On the one hand, Intermarché and its now-famous vegetarian wolf, an animated tale with a deliberately artisanal feel, warmly received by the public and widely shared.
On the other, McDonald’s and an advertising film entirely generated by artificial intelligence, hastily withdrawn following an exceptionally cold public reaction.
Behind this almost caricatural contrast lies a deeper legal and cultural question: how do we wish to identify, qualify, and value creation in the age of artificial intelligence?
Intermarché’s film takes the form of an animated fairy tale, centered on a wolf who, by becoming vegetarian, attempts to integrate into a world that still views him as a predator. The narrative is gentle, almost melancholic, supported by warm animation, intentionally imperfect, and an aesthetic reminiscent of “handcrafted” animated cinema. Intermarché also made a point of communicating extensively about the production process: human animators, French studios, artisanal know-how, and a narrative in which emotion prevails over technical performance.
By contrast, McDonald’s film, conceived as a series of humorous vignettes depicting minor Christmas mishaps, explicitly claimed to be entirely generated by AI. While the intention was light-hearted, the execution was quickly perceived as artificial, generic, and even unsettling. AI was no longer an invisible tool, but an omnipresent filter, drawing attention away from the message itself. Within days, the campaign was withdrawn.
Same period, same marketing objective, yet diametrically opposed results.
The success of Intermarché’s film lies less in its storyline than in what it suggests implicitly: the value of human creative gesture.
The brand does not merely broadcast a film; it stages the act of creation itself, emphasizing that it is the product of artistic choices, identifiable professions, and a long creative process.
From a legal standpoint, nothing revolutionary.
From a cultural standpoint, however, a very clear message emerges: this film was made by humans, and that matters.
In an environment saturated with AI-generated or AI-assisted content, the human origin of a work becomes a distinguishing feature, almost an implicit label of quality and authenticity.
The McDonald’s episode illustrates, in reverse, a phenomenon that is now well established: transparency regarding the use of AI can become a factor of rejection when it is not narratively controlled.
It was not AI itself that was sanctioned, but what it symbolized in the eyes of the public: aesthetic standardization, perceived cost-cutting, and the impression that creative intent had been delegated to a system devoid of artistic vision.
Where Intermarché proudly claimed the human hand, McDonald’s found itself having to justify its absence.
This contrast invites us to move beyond a purely “defensive” legal logic.

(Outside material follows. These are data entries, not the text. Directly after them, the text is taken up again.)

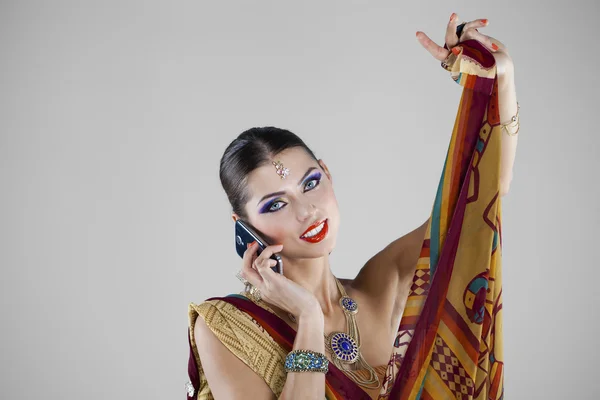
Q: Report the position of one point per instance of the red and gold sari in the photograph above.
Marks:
(449, 342)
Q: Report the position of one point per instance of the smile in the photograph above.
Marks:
(316, 232)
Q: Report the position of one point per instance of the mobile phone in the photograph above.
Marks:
(244, 235)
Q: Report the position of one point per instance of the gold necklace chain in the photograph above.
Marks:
(372, 381)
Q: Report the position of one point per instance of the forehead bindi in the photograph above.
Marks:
(267, 178)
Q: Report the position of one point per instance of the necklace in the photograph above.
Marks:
(345, 347)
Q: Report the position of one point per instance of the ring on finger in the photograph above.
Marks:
(240, 277)
(459, 29)
(255, 292)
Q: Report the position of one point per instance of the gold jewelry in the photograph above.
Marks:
(345, 348)
(253, 292)
(514, 122)
(280, 169)
(240, 277)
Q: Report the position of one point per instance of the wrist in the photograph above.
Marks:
(312, 312)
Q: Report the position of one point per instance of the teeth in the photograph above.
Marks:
(315, 231)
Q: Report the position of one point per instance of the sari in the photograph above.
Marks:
(449, 341)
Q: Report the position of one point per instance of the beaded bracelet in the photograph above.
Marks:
(306, 361)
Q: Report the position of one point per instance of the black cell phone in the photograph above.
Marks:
(245, 235)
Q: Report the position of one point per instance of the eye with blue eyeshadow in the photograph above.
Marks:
(267, 208)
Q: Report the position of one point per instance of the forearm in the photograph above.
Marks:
(507, 104)
(307, 385)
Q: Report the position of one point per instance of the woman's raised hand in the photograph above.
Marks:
(275, 288)
(504, 63)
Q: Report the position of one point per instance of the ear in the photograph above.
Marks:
(324, 167)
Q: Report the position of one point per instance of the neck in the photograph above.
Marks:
(315, 276)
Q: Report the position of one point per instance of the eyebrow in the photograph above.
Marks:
(282, 193)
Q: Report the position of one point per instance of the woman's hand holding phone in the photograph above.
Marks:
(275, 288)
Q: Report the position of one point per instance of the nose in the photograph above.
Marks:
(306, 211)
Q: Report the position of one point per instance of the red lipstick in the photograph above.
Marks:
(319, 236)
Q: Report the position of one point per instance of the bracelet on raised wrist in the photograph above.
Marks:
(306, 361)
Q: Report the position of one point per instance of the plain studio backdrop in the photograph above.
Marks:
(114, 116)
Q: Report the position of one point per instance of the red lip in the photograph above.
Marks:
(319, 236)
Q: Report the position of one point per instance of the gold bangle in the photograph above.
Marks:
(514, 121)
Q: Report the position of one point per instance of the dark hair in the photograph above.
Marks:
(250, 150)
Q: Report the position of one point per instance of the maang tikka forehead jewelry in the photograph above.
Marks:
(281, 170)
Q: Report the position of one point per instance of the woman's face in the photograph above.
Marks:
(300, 211)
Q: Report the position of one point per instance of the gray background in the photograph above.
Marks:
(114, 115)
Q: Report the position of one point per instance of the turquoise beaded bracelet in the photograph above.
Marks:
(306, 361)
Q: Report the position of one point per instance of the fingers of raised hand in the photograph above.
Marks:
(436, 51)
(451, 39)
(481, 38)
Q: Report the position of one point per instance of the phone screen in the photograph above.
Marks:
(245, 235)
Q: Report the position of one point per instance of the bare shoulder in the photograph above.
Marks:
(228, 377)
(381, 281)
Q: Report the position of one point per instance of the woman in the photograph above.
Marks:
(429, 324)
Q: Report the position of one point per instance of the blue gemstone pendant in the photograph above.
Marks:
(348, 305)
(344, 347)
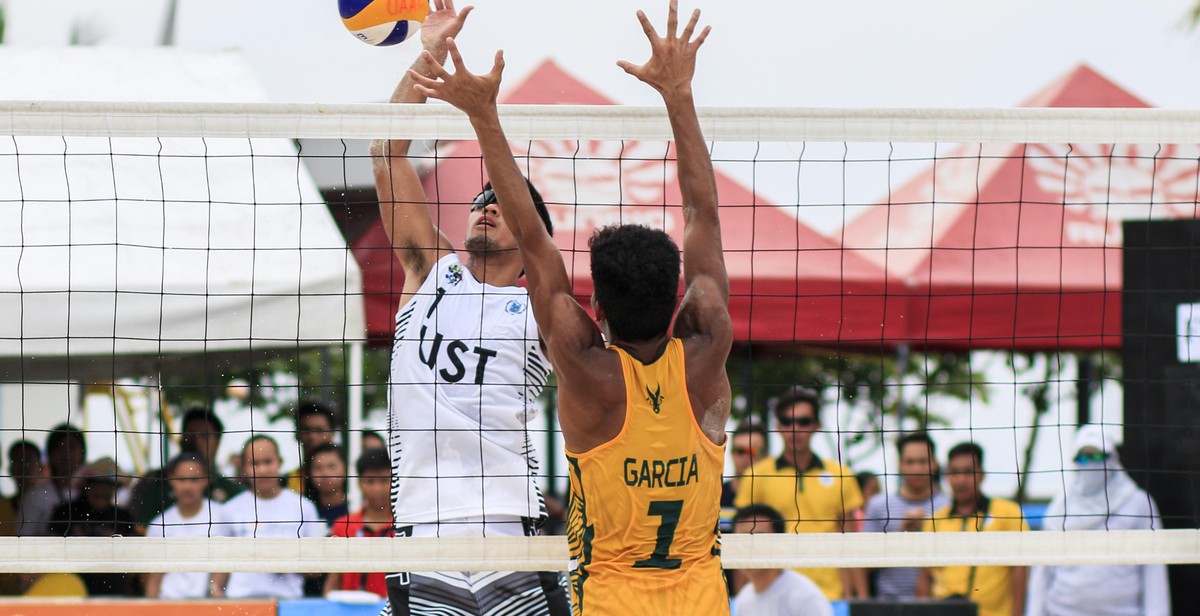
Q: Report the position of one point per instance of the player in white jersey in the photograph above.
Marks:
(467, 366)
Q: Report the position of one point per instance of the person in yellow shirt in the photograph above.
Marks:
(999, 591)
(813, 495)
(642, 406)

The European Union Artificial Intelligence Act is firmly rooted in the objective of protecting public trust. Article 50 provides for specific transparency obligations, requiring, under certain conditions, that individuals be clearly informed when they are exposed to content generated or manipulated by an AI system.
The objective is explicit: to prevent deception, enable the public to identify the nature of the content they consume, and facilitate the detection of deepfakes and other forms of digital “hyper-manipulation”, particularly where such content may distort perceptions of reality.
This form of labelling is therefore mandatory, conceived as a legal safeguard against risks of manipulation and disinformation.
Yet the vegetarian wolf suggests another, complementary and more stimulating path: positive, voluntary labelling initiatives led by creative professionals themselves, not to point out AI usage, but to highlight and promote human creation.
This idea is far from theoretical.
In the United States, several authors’ organizations—most notably the Authors Guild—have launched certification initiatives such as “Human Authored”, allowing creators to explicitly indicate that a work originates from human authorship, with AI playing only a marginal or purely technical role.
In France, similar dynamics are emerging:
We are no longer dealing solely with legal obligation, but with a form of creative soft law, designed to foster clarity and trust.
The success of the vegetarian wolf shows that a brand can turn the human factor into a narrative competitive advantage, while the failure of McDonald’s AI-generated film reminds us that technological innovation, when it becomes the message itself, can easily backfire.
Ultimately, the question is not merely:
must AI-generated content be disclosed because the law requires it?
But rather: how can we, tomorrow, organize a positive labelling of human creation—one that is explicit, desirable, and culturally valued?
In December 2025, a vegetarian wolf may well have reminded us that, in creative industries too, made by humans can once again become a mark of quality.